Optimum growth occurs at 65°F with poor growth linked to temperatures below 61°F. Row covers can be used early in the season to increase warmth and promote vigor. Excessive heat during fruiting, however, will lead to reduced yields.
Pests & Diseases
Tomatillos are considered fairly disease resistant, but opportunistic pests may present challenges. The three-lined potato beetle can be a serious threat if allowed to establish itself and can overwinter in soil. Careful weeding and netting or other covers can help prevent infestation.
Aphids feed on the underside of leaves, causing them to crinkle, and leave ‘honeydew’ secretions that attract other pests. Tomato fruitworms can damage both leaves and fruit.
Other potentially damaging pests include banded cucumber beetles, cutworms, greenhouse whiteflies, flea beetles, leafminers, snails, and slugs.
Powdery mildew can cause serious damage late in the season leading to plant decline. White patches appear on leaves, will spread, and can kill plants.
Leaf smut begins with green spotting on leaves that turns bright yellow. The disease targets older leaves first and can significantly damage crop yields.
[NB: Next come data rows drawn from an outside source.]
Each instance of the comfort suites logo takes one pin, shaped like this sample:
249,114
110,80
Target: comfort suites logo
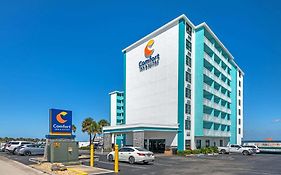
60,122
59,117
151,61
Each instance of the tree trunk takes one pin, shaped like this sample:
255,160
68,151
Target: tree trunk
94,138
90,139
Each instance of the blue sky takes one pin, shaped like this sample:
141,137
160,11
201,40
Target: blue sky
67,54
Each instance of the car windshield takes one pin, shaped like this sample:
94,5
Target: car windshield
141,149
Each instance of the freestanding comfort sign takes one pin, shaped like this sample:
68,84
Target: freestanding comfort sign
60,122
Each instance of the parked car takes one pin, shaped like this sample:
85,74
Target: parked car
12,146
30,149
232,148
254,147
132,155
2,147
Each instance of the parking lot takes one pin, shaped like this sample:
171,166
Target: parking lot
220,164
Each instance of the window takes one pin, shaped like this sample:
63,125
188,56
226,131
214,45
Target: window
188,29
187,144
207,143
188,77
221,142
188,45
187,108
187,124
188,93
188,61
198,144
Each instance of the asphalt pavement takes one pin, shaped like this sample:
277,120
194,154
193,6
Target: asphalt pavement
233,164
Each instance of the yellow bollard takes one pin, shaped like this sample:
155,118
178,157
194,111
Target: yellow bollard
92,156
116,160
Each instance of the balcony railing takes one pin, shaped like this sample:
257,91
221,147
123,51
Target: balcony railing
216,65
212,90
210,118
225,122
216,133
208,103
215,78
215,50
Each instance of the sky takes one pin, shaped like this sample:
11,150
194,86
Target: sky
67,55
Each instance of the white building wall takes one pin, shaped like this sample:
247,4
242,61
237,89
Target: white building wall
113,108
240,106
171,138
152,95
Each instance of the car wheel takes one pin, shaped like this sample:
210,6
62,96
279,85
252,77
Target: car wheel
145,162
27,153
110,158
13,152
245,153
131,160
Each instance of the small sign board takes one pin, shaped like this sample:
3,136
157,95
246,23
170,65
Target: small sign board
60,122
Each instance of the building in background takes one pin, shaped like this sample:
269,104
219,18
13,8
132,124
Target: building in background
183,89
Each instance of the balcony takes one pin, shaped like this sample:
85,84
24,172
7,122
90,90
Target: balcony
208,103
211,118
216,65
207,87
216,133
225,122
215,78
211,90
215,50
225,110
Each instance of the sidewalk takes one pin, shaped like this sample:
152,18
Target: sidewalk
11,167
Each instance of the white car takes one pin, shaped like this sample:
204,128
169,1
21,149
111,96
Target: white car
232,148
254,147
13,145
132,155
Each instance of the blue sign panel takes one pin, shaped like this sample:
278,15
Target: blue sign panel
60,122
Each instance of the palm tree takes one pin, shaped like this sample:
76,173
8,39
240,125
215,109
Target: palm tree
103,123
74,128
93,128
89,126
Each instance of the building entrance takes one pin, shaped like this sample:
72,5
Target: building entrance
157,145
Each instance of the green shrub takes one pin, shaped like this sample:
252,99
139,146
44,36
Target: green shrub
180,153
85,148
196,151
187,152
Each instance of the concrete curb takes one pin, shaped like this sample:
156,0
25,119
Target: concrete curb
29,167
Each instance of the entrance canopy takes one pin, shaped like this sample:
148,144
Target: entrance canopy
119,129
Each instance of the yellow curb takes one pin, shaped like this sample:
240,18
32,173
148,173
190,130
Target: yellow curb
77,171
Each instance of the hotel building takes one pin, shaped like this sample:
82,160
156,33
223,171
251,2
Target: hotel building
182,88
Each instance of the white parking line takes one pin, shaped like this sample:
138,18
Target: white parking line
132,166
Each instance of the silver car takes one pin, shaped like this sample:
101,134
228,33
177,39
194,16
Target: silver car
31,149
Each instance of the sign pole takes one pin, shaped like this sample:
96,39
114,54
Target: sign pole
92,156
116,160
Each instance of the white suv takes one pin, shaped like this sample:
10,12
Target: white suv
12,146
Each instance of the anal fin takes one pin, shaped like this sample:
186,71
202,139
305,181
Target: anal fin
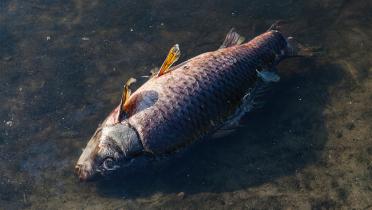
268,76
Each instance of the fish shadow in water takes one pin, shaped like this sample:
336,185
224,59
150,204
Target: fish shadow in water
280,139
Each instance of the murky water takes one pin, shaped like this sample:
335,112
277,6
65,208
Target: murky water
63,63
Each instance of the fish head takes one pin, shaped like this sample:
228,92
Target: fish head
111,147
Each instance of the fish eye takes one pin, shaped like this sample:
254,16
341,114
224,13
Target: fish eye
109,164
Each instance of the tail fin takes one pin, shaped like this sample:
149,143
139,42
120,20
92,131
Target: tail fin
295,48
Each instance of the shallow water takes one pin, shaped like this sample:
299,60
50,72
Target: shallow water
63,63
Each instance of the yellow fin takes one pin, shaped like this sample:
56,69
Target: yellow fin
173,55
125,96
232,39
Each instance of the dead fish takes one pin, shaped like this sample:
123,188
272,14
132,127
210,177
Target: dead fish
179,105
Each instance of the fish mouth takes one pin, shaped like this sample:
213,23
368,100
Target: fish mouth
84,172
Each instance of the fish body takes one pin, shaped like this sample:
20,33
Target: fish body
186,102
197,96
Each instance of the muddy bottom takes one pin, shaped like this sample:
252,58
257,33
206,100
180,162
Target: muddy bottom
63,64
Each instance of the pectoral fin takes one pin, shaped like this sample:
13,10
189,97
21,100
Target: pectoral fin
268,76
173,55
232,38
125,96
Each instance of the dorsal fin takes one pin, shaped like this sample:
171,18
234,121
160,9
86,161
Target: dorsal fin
232,38
173,55
124,97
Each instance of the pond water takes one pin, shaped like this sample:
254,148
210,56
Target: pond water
63,63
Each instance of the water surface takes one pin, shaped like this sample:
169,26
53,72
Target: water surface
63,63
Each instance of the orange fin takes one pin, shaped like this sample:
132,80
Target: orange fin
232,38
125,96
173,55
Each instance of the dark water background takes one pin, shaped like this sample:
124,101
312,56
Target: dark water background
63,63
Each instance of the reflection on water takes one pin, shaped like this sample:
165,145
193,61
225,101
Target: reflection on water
62,65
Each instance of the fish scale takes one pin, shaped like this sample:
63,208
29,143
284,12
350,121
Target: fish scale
197,96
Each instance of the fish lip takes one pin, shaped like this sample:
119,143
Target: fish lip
83,174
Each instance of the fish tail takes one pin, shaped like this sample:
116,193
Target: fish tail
294,47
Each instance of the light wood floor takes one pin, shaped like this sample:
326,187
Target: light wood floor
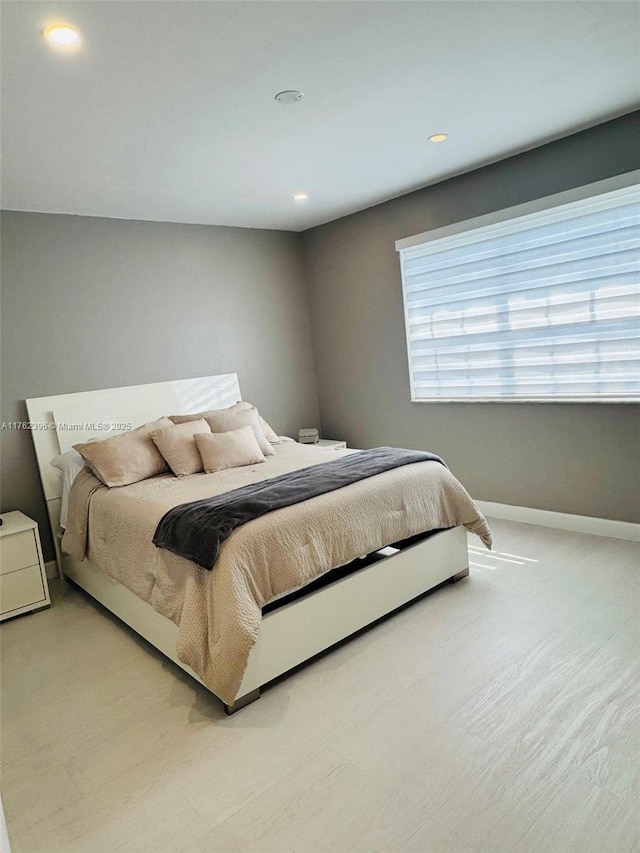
499,714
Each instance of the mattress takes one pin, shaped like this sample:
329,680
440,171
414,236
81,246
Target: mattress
218,613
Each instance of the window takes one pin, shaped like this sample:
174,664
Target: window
540,302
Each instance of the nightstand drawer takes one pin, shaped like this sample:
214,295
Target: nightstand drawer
17,551
21,588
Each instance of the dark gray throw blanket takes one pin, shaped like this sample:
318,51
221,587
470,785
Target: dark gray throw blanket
196,530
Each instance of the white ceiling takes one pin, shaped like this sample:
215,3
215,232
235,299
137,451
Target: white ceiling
167,111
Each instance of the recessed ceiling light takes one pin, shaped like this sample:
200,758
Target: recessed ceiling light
63,34
289,96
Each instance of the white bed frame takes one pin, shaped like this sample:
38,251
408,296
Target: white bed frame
289,635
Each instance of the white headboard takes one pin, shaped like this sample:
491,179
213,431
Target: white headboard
59,422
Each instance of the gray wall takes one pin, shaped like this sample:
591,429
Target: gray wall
97,303
572,458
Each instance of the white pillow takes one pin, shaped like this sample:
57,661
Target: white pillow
69,464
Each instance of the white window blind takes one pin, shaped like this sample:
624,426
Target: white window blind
541,306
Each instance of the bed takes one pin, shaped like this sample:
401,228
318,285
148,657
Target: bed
378,581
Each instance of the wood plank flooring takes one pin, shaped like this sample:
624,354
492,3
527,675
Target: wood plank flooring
499,715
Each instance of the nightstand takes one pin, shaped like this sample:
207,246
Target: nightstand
23,581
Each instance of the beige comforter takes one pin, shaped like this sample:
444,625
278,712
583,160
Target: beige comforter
218,613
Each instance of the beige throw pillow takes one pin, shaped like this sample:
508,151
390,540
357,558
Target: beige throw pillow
236,418
242,406
126,458
228,449
178,446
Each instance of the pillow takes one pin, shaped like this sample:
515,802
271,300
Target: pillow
126,458
178,446
241,406
270,435
231,449
70,464
236,418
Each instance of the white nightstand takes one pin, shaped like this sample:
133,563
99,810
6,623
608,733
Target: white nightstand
23,581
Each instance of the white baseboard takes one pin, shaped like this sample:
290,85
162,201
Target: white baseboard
563,521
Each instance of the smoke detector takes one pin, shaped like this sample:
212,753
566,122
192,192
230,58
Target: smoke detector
289,96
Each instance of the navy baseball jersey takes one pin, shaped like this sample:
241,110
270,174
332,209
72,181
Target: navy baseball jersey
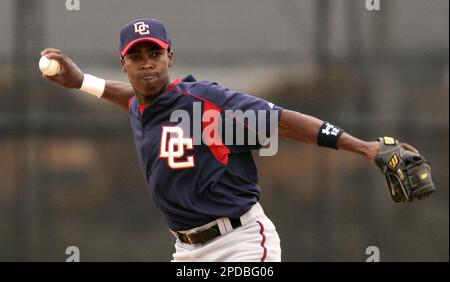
191,183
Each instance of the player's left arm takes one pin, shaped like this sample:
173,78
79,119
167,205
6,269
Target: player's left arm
305,128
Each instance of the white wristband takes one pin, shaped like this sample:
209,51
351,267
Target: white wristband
93,85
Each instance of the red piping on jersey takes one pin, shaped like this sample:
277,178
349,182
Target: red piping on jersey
221,110
143,107
263,241
218,149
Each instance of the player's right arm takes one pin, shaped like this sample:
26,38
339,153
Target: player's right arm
71,76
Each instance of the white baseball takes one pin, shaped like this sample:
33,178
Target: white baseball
49,67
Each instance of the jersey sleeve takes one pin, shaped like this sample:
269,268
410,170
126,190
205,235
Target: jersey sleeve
254,119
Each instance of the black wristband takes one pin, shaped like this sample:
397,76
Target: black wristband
328,135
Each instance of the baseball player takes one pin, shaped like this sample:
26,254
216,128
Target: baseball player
207,192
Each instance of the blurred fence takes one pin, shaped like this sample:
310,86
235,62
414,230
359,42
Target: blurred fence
69,173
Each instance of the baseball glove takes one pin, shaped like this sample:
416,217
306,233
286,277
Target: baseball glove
408,174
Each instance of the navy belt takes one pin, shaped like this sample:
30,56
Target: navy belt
201,237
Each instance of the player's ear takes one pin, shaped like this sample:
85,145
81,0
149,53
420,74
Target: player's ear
170,56
123,64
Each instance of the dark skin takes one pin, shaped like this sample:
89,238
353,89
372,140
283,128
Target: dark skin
148,70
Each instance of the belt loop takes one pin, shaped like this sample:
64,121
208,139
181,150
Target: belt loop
222,226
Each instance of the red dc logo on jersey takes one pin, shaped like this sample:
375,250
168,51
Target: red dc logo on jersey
141,28
173,146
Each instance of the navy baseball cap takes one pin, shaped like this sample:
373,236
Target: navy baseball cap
143,30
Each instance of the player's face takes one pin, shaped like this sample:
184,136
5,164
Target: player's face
147,66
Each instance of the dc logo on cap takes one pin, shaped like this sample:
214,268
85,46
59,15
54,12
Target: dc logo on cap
141,28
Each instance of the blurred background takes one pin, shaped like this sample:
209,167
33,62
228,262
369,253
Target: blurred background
69,173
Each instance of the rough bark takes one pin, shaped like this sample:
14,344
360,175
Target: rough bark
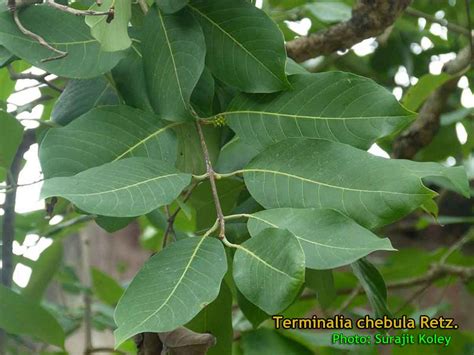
369,18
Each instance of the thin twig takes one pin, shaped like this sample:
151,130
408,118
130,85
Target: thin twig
86,278
172,217
103,350
355,292
77,12
39,39
212,179
8,225
469,26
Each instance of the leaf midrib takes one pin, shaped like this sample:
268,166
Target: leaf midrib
121,188
241,247
267,113
307,240
185,270
235,41
146,139
175,69
276,172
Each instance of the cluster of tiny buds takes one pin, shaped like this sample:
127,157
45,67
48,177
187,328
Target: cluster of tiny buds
219,121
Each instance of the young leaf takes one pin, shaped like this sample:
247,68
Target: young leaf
374,286
125,188
85,58
104,135
11,132
80,96
113,36
273,258
173,57
19,315
328,238
338,106
245,48
172,287
171,6
318,173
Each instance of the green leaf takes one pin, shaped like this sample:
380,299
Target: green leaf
418,93
336,106
235,155
374,286
85,58
173,57
318,173
129,79
171,6
216,318
81,96
268,342
5,57
203,95
104,135
43,270
253,314
245,48
113,224
328,238
19,315
329,12
321,282
105,287
190,157
273,258
125,188
112,36
11,133
294,68
172,287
Root rot is a concern in wet conditions. Other diseases of concern include various types of blight, cucumber mosaic virus, physalis mosaic virus, and spotted wilt virus.
Storage & Packaging
Tomatillos are harvested once the fruit fully fills the husk and it has turned from green to tan or brown. Since the husk or calyx does not grow at the same rate as the fruit, when ripe, the fruit will often break through this protective covering.
Fields are typically harvested by hand, multiple times per season depending on the variety and conditions. If headed for the fresh market, tomatillos are often harvested with their husks intact. Tomatillos produce more fruit per plant than tomatoes. As they are not graded by size, tomatillos of different diameters are packed together, typically in 40-pound crates.
To improve longevity, tomatillos should be cooled immediately after harvest—though because the fruit is sensitive to chilling injury, temperatures should not fall below 45°F for any extended period of time.
The fruit is also sensitive to ethylene, which will cause yellowing. Typical storage and transportation temperatures range between 45°F and 55°F with 90 to 95% relative humidity. A quality tomatillo will be free from decay and yellowing, firm, and green or purple depending on variety.
References: Louisiana State University, University of California Extension, University of California Vegetable Research and Information Center, University of Kentucky Extension, University of New Hampshire Extension, Utah State University Extension.
GRADES & GOOD ARRIVAL
There are currently no U.S. grade specifications for tomatillos.